“Instead, put on the Lord Jesus Christ, and make no provision for the flesh” (Romans 13:14).
“The television commercial is not at all about the character of products to be consumed. It is about the character of the consumers of products. Images of movie stars and famous athletes, of serene lakes and macho fishing trips, of elegant dinners and romantic interludes, of happy families packing their station wagons for a picnic in the country–these tell nothing about the product being sold. But they tell everything about the fears, fancies and dreams of those who might buy them. What the advertiser needs to know is not what is right about the product but what is wrong about the buyer” (Neil Postman, Amusing Ourselves to Death, 128).
Advertising, at this point in our cultural development, is the proverbial straw that stirs the drink. We know that. Instinctively, somehow, it makes sense. If consumption is the gas that drives the capitalist machine, we understand that somehow or another we must be motivated to go to the pump and do our part to keep the whole thing humming along. Of course, advertisers do not want us to think of it in such vulgar terms. Otherwise, the magic would be gone. Rather, advertising is designed to keep us from thinking much at all, except insofar as it can get us to think about ourselves. And in that sense, advertising is less concerned with selling us a new product as it is with selling us a new vision of ourselves as the sort of people who might benefit from buying a product.
In other words, commercials are inherently preachy. Only the moralizing is so subtle that we hardly even notice it. Later Postman says, “The television commercial is about products only in the sense that the story of Jonah is about the anatomy of whales, which is to say, it isn’t. Which is to say further, it is about how one ought to live one’s life” (p. 131). The seduction happens so effortlessly that we hardly even feel it.
Why, though? Why does it work so well? I think commercials have the power to shape us because we are so preoccupied with ourselves. It seems as though we care less about being good people, for example, than about being perceived as good people. Why? Because while actually being good takes a great deal of hard work, looking like a good person takes very little effort at all–just the right kind of aftershave and life insurance. Nowadays, one doesn’t actually have to put in the grueling hours it used to take to be smart; one need merely stay in the right hotel.
Paul, however, suggests a way to release us from the relentless grip of commercial culture.
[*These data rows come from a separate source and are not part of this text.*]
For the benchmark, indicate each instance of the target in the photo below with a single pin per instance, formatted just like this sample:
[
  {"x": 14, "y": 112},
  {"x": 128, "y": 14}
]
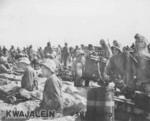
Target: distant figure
[
  {"x": 52, "y": 94},
  {"x": 28, "y": 80},
  {"x": 143, "y": 60},
  {"x": 65, "y": 55},
  {"x": 116, "y": 49},
  {"x": 48, "y": 49}
]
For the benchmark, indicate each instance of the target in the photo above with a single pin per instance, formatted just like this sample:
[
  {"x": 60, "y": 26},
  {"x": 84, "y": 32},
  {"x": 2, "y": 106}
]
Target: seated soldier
[
  {"x": 28, "y": 80},
  {"x": 4, "y": 65},
  {"x": 52, "y": 95}
]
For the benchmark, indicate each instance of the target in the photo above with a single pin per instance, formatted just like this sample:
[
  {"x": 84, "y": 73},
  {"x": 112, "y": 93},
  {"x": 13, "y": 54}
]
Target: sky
[{"x": 25, "y": 22}]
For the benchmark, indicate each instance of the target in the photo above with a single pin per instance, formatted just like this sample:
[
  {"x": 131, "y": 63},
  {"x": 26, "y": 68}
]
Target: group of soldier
[{"x": 128, "y": 65}]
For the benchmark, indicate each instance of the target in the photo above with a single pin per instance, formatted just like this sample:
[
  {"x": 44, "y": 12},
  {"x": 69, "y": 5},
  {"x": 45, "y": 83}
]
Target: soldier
[
  {"x": 52, "y": 95},
  {"x": 143, "y": 58},
  {"x": 65, "y": 55},
  {"x": 116, "y": 49},
  {"x": 48, "y": 49},
  {"x": 28, "y": 80}
]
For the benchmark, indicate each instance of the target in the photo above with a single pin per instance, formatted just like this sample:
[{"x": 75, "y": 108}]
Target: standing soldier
[
  {"x": 65, "y": 54},
  {"x": 105, "y": 55},
  {"x": 143, "y": 68},
  {"x": 52, "y": 95},
  {"x": 48, "y": 49}
]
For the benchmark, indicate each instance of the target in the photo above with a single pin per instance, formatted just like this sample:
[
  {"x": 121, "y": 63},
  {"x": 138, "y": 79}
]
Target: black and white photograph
[{"x": 74, "y": 60}]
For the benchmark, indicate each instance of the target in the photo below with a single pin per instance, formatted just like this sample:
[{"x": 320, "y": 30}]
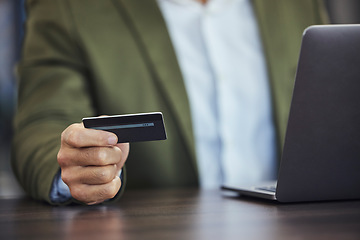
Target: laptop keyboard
[{"x": 267, "y": 188}]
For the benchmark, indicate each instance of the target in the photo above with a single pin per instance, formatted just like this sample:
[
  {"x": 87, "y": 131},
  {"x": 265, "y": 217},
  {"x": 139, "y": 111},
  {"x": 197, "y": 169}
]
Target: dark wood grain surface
[{"x": 180, "y": 214}]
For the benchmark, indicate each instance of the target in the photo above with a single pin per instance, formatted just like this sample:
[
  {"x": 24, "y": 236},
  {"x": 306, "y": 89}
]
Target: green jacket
[{"x": 88, "y": 58}]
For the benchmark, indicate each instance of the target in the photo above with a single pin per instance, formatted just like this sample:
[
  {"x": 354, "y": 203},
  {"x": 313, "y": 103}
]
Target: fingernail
[{"x": 112, "y": 140}]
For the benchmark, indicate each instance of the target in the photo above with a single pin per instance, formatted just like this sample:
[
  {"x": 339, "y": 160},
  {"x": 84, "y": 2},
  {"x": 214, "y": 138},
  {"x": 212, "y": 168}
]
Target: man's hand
[{"x": 90, "y": 162}]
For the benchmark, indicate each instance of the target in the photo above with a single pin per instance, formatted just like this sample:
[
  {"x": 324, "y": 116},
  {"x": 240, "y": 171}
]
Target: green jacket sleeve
[{"x": 53, "y": 93}]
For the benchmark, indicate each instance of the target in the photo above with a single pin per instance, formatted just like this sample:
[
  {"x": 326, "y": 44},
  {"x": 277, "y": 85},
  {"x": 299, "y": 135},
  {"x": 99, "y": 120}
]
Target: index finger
[{"x": 76, "y": 135}]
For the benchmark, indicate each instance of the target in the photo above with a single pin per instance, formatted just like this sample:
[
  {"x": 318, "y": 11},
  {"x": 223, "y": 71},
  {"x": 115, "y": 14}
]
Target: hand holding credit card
[{"x": 130, "y": 127}]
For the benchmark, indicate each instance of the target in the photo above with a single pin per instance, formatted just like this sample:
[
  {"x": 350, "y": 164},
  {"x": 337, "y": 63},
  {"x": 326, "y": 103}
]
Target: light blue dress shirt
[{"x": 220, "y": 54}]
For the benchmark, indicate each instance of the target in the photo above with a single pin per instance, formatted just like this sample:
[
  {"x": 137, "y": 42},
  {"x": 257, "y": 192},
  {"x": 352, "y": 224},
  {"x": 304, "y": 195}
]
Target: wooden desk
[{"x": 180, "y": 214}]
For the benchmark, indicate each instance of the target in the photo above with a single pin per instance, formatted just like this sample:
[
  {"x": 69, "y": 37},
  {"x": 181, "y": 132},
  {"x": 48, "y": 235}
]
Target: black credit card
[{"x": 130, "y": 127}]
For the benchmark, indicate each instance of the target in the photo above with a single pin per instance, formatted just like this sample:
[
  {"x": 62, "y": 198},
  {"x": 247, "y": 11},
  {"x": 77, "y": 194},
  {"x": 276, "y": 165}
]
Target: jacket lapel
[{"x": 149, "y": 28}]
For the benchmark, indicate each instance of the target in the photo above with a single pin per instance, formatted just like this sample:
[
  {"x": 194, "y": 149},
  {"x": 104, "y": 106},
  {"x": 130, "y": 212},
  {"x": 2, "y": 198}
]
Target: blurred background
[{"x": 12, "y": 16}]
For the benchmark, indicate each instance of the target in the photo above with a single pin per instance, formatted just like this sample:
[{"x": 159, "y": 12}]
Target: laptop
[{"x": 321, "y": 154}]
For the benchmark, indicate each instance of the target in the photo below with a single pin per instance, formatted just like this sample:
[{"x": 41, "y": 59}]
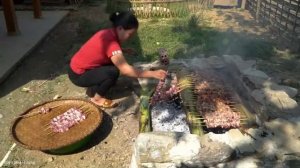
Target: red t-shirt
[{"x": 97, "y": 51}]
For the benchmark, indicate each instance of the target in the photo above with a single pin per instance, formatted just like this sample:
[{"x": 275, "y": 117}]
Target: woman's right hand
[{"x": 159, "y": 74}]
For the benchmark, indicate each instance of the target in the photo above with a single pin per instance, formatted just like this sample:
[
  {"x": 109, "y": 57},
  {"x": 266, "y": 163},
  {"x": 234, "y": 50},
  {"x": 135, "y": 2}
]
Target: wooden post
[
  {"x": 37, "y": 12},
  {"x": 257, "y": 10},
  {"x": 243, "y": 5},
  {"x": 10, "y": 17}
]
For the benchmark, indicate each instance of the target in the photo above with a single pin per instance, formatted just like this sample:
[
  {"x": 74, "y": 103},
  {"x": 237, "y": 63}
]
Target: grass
[{"x": 183, "y": 38}]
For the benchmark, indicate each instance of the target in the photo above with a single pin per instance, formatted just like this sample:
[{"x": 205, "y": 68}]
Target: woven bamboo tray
[{"x": 29, "y": 131}]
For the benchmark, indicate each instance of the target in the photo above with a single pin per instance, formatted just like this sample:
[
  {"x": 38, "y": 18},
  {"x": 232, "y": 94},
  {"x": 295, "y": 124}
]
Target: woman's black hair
[{"x": 127, "y": 20}]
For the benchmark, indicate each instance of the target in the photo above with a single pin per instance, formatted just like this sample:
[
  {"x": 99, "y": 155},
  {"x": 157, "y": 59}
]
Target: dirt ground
[{"x": 42, "y": 76}]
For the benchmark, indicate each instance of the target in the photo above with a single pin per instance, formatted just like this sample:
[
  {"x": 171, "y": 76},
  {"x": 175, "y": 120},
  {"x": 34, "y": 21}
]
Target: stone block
[{"x": 166, "y": 147}]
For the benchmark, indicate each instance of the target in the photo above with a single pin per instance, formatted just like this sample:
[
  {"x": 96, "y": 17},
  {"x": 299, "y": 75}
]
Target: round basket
[{"x": 31, "y": 132}]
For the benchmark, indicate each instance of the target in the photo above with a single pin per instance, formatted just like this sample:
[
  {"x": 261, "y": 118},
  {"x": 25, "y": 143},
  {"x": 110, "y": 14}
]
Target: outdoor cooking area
[
  {"x": 213, "y": 110},
  {"x": 209, "y": 83}
]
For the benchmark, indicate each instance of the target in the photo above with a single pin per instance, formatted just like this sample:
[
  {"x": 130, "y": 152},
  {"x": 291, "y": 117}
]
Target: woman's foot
[{"x": 103, "y": 102}]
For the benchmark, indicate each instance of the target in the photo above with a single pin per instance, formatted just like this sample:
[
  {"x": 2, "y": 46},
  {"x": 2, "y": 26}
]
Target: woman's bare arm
[{"x": 120, "y": 62}]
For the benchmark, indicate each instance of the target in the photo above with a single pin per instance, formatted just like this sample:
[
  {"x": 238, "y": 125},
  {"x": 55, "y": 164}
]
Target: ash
[{"x": 168, "y": 117}]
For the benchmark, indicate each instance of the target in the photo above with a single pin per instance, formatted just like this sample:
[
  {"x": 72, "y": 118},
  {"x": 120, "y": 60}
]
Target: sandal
[{"x": 107, "y": 104}]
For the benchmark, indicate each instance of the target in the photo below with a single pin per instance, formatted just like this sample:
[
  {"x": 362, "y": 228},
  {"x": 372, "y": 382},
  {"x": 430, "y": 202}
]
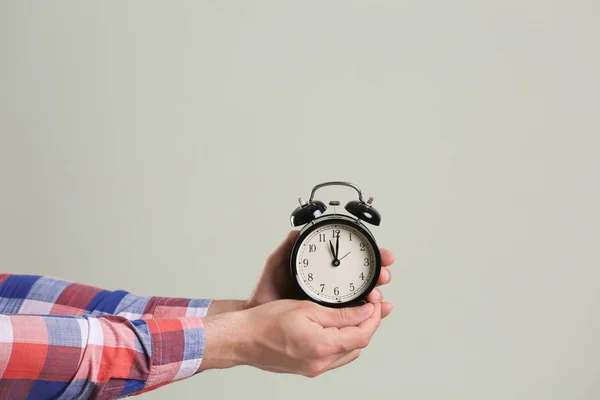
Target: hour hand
[
  {"x": 335, "y": 261},
  {"x": 332, "y": 250}
]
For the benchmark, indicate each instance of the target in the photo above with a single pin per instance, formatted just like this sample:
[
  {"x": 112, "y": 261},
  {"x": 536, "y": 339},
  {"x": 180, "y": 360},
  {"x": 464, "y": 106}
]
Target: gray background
[{"x": 160, "y": 147}]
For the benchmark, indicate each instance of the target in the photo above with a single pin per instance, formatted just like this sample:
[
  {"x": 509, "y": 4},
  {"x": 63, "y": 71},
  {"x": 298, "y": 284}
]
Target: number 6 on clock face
[{"x": 336, "y": 263}]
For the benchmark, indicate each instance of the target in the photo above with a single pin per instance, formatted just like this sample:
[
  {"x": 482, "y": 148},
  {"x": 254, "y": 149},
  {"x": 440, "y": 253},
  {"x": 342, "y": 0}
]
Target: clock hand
[
  {"x": 335, "y": 261},
  {"x": 332, "y": 251}
]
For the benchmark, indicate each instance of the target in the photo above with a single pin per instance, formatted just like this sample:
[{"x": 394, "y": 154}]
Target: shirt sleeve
[
  {"x": 84, "y": 357},
  {"x": 43, "y": 295}
]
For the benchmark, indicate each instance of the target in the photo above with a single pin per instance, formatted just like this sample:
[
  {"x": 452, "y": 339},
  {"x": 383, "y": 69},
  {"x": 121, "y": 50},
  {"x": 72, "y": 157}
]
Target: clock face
[{"x": 336, "y": 263}]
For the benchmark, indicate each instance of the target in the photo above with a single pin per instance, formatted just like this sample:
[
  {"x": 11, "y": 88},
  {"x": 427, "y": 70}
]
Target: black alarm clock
[{"x": 335, "y": 261}]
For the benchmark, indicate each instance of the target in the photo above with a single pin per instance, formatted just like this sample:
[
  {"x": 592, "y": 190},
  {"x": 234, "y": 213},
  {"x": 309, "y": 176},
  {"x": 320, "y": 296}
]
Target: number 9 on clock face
[{"x": 336, "y": 262}]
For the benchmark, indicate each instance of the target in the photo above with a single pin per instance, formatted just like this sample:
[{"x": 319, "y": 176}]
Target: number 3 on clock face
[{"x": 336, "y": 262}]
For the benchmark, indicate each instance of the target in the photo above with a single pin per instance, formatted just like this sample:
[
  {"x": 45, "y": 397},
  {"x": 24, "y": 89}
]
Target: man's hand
[
  {"x": 275, "y": 281},
  {"x": 289, "y": 336}
]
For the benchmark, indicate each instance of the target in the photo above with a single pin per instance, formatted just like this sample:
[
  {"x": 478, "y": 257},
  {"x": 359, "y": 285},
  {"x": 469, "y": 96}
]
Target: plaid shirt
[{"x": 64, "y": 340}]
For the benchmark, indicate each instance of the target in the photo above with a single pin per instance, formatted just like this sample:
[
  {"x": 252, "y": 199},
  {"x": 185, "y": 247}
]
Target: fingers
[
  {"x": 358, "y": 337},
  {"x": 285, "y": 247},
  {"x": 385, "y": 276},
  {"x": 376, "y": 296},
  {"x": 386, "y": 309},
  {"x": 387, "y": 257},
  {"x": 340, "y": 317},
  {"x": 347, "y": 358}
]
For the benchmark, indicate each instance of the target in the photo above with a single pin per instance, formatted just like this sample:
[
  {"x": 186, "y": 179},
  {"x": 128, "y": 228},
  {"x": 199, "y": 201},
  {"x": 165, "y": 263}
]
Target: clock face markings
[{"x": 336, "y": 263}]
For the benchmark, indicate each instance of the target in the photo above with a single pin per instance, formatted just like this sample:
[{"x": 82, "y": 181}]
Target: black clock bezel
[{"x": 339, "y": 220}]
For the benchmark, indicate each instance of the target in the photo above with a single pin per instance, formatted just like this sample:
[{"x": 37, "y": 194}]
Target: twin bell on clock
[{"x": 335, "y": 260}]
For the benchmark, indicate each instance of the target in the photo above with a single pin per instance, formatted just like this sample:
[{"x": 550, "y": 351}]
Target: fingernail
[
  {"x": 385, "y": 275},
  {"x": 365, "y": 308},
  {"x": 376, "y": 294}
]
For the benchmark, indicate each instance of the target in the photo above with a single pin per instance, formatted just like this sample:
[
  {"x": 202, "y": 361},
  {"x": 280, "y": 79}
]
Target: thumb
[{"x": 340, "y": 317}]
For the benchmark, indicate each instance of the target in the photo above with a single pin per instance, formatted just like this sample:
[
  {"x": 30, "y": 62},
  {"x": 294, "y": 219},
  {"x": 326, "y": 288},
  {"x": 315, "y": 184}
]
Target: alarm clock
[{"x": 335, "y": 260}]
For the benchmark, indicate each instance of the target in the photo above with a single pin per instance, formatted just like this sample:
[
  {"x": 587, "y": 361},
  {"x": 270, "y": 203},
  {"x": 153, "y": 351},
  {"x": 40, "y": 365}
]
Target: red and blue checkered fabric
[{"x": 65, "y": 340}]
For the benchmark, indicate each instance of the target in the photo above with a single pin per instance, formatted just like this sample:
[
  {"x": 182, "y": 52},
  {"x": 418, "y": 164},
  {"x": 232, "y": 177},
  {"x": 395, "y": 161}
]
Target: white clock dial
[{"x": 332, "y": 279}]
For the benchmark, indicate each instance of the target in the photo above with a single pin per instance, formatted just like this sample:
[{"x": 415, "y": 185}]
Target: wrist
[
  {"x": 225, "y": 339},
  {"x": 223, "y": 306}
]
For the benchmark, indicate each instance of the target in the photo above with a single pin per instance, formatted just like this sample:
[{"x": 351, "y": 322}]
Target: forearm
[{"x": 223, "y": 306}]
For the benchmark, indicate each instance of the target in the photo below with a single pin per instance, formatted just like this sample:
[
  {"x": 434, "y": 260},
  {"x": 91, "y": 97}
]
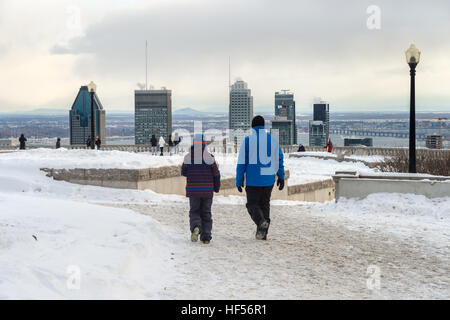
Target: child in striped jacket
[{"x": 202, "y": 180}]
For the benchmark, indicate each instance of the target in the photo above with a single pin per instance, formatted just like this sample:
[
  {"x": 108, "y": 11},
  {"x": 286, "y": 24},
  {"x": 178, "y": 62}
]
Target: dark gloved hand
[{"x": 280, "y": 184}]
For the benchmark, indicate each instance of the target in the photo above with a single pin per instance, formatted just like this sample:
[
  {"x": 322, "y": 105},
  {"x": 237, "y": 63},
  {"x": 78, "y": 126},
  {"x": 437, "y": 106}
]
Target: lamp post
[
  {"x": 412, "y": 58},
  {"x": 92, "y": 87}
]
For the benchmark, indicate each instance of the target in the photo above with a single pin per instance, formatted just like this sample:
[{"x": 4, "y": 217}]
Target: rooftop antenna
[
  {"x": 146, "y": 65},
  {"x": 229, "y": 73}
]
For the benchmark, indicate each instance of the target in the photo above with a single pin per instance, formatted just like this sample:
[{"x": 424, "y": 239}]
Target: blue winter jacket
[{"x": 260, "y": 158}]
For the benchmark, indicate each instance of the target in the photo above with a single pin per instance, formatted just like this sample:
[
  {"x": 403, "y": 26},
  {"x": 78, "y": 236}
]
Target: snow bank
[
  {"x": 45, "y": 243},
  {"x": 302, "y": 170}
]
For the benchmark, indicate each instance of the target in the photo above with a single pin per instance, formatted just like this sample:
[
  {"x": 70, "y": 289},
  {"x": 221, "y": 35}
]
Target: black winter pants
[
  {"x": 258, "y": 203},
  {"x": 200, "y": 216}
]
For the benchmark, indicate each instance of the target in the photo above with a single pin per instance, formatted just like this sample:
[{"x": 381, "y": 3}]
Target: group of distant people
[{"x": 173, "y": 143}]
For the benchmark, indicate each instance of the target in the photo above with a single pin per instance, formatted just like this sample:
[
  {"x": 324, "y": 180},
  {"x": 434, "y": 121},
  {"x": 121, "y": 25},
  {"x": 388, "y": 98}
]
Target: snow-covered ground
[{"x": 135, "y": 244}]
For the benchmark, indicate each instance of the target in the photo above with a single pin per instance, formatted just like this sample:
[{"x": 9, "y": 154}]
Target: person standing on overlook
[
  {"x": 154, "y": 144},
  {"x": 162, "y": 143},
  {"x": 22, "y": 141},
  {"x": 259, "y": 170}
]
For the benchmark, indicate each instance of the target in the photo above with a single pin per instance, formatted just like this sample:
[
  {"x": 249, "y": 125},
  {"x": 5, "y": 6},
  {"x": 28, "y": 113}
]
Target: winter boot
[
  {"x": 195, "y": 233},
  {"x": 261, "y": 231}
]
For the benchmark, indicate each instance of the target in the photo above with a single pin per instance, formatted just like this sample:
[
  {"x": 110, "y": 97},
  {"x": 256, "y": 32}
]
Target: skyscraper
[
  {"x": 286, "y": 99},
  {"x": 240, "y": 110},
  {"x": 80, "y": 118},
  {"x": 153, "y": 114},
  {"x": 319, "y": 127}
]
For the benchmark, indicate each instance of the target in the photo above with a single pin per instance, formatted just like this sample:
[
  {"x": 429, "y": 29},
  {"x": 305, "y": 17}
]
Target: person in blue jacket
[{"x": 260, "y": 160}]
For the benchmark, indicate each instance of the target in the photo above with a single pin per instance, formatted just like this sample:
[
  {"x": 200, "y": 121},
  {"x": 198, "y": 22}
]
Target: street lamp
[
  {"x": 92, "y": 87},
  {"x": 412, "y": 58}
]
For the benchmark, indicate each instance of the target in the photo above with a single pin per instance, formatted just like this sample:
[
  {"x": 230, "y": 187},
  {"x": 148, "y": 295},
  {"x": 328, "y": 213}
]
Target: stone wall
[{"x": 168, "y": 180}]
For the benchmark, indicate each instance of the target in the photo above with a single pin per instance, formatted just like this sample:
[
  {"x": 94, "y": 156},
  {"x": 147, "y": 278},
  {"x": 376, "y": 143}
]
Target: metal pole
[
  {"x": 92, "y": 122},
  {"x": 412, "y": 121}
]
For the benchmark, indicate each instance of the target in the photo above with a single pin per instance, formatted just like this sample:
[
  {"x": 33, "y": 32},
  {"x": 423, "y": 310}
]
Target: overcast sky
[{"x": 48, "y": 49}]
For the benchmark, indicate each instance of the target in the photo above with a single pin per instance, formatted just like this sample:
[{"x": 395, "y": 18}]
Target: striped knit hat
[{"x": 199, "y": 138}]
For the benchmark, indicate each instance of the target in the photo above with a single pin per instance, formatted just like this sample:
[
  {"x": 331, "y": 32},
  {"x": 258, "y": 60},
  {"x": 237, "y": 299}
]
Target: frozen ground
[
  {"x": 135, "y": 244},
  {"x": 302, "y": 170}
]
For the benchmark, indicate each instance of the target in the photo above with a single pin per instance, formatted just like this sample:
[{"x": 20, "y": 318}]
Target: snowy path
[{"x": 308, "y": 256}]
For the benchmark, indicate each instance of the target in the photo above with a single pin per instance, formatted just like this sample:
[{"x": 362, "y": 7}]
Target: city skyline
[{"x": 321, "y": 49}]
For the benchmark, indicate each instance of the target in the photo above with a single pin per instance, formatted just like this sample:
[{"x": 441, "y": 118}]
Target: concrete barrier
[
  {"x": 168, "y": 180},
  {"x": 354, "y": 185}
]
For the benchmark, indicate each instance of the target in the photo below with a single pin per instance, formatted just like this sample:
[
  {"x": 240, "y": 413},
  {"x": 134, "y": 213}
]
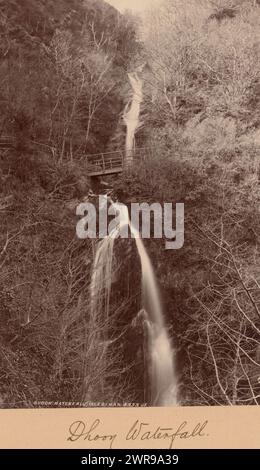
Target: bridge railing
[{"x": 114, "y": 161}]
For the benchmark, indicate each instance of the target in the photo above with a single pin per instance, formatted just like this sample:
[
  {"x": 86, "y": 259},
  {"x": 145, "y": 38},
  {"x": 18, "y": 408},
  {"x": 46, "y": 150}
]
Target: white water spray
[
  {"x": 132, "y": 113},
  {"x": 161, "y": 355}
]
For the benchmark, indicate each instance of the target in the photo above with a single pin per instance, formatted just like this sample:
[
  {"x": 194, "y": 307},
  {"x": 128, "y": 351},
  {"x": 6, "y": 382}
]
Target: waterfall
[
  {"x": 132, "y": 113},
  {"x": 161, "y": 355}
]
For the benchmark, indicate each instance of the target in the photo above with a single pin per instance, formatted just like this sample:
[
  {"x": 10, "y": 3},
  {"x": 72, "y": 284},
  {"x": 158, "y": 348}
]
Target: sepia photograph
[{"x": 129, "y": 203}]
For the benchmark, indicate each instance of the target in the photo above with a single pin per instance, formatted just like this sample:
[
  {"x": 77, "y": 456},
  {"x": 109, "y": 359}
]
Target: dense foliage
[{"x": 62, "y": 89}]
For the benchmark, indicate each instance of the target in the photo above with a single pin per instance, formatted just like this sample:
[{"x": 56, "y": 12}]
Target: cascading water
[
  {"x": 163, "y": 378},
  {"x": 132, "y": 113}
]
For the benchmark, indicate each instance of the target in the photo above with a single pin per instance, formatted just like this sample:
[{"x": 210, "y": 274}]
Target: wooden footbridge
[
  {"x": 99, "y": 164},
  {"x": 109, "y": 163}
]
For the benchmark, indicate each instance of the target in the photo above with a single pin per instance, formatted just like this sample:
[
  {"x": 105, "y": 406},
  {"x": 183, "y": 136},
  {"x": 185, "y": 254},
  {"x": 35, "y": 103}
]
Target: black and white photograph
[{"x": 129, "y": 203}]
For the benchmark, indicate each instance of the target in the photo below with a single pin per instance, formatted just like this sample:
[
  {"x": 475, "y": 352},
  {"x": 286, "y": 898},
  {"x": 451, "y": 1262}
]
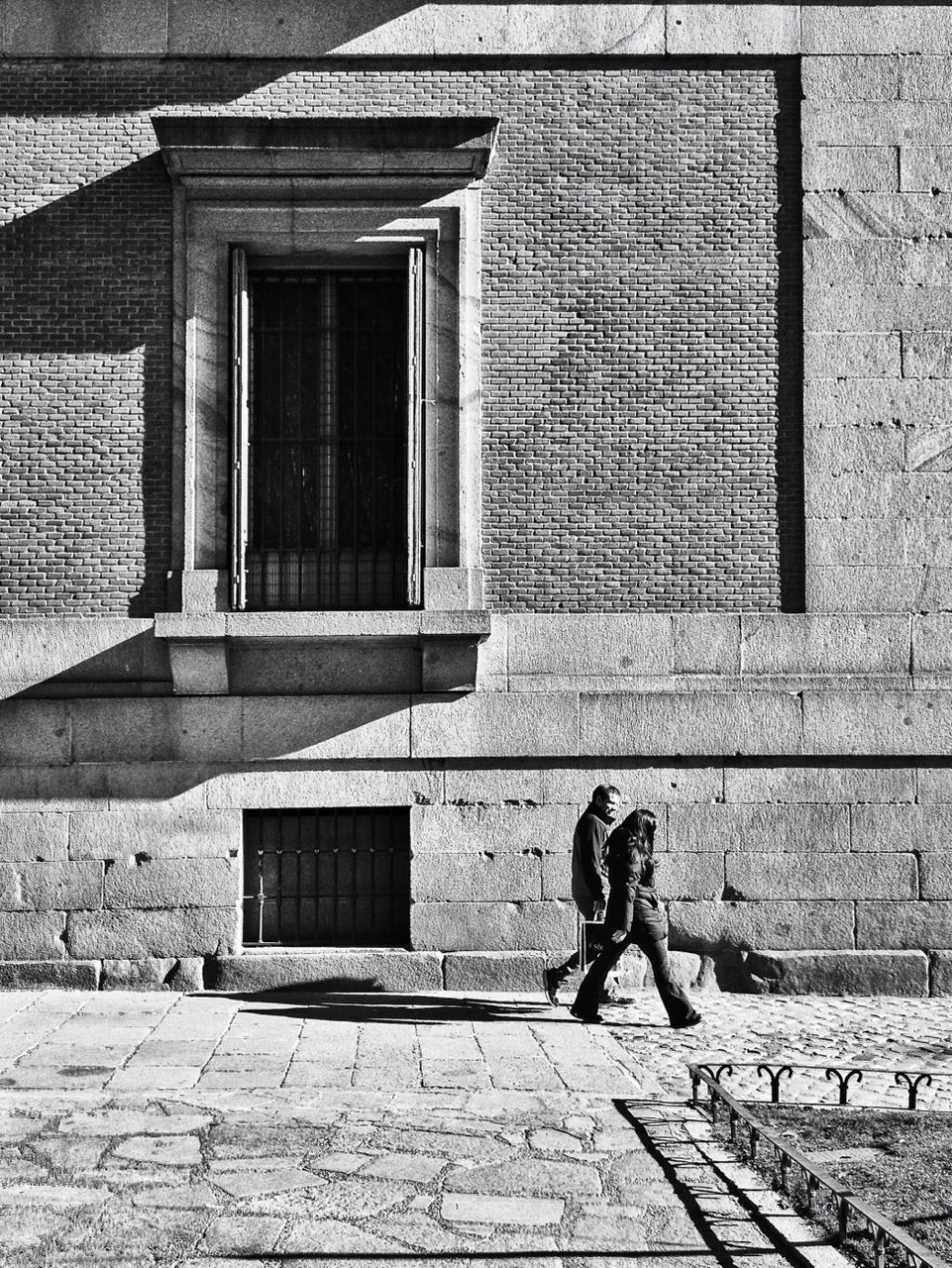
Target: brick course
[{"x": 642, "y": 419}]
He tells us to “put on the Lord Jesus Christ, and make no provision for the flesh.” If what we are primarily concerned about happens not to be our own image, but that of the one who gives us a self with which to be concerned in the first place, then psychodramas about acne and sports utility vehicles will have lost their power over us. By understanding that what we truly need is not the tweaking provided by the right brand of toothpaste or the coolest brand of beer, we begin to see ourselves the way Christ sees us, rather than the way Madison Avenue needs for us to see ourselves.
According to Paul, maybe being your own person isn’t such a great deal after all. Living the life Jesus calls you to live . . . now, that would be true nonconformity.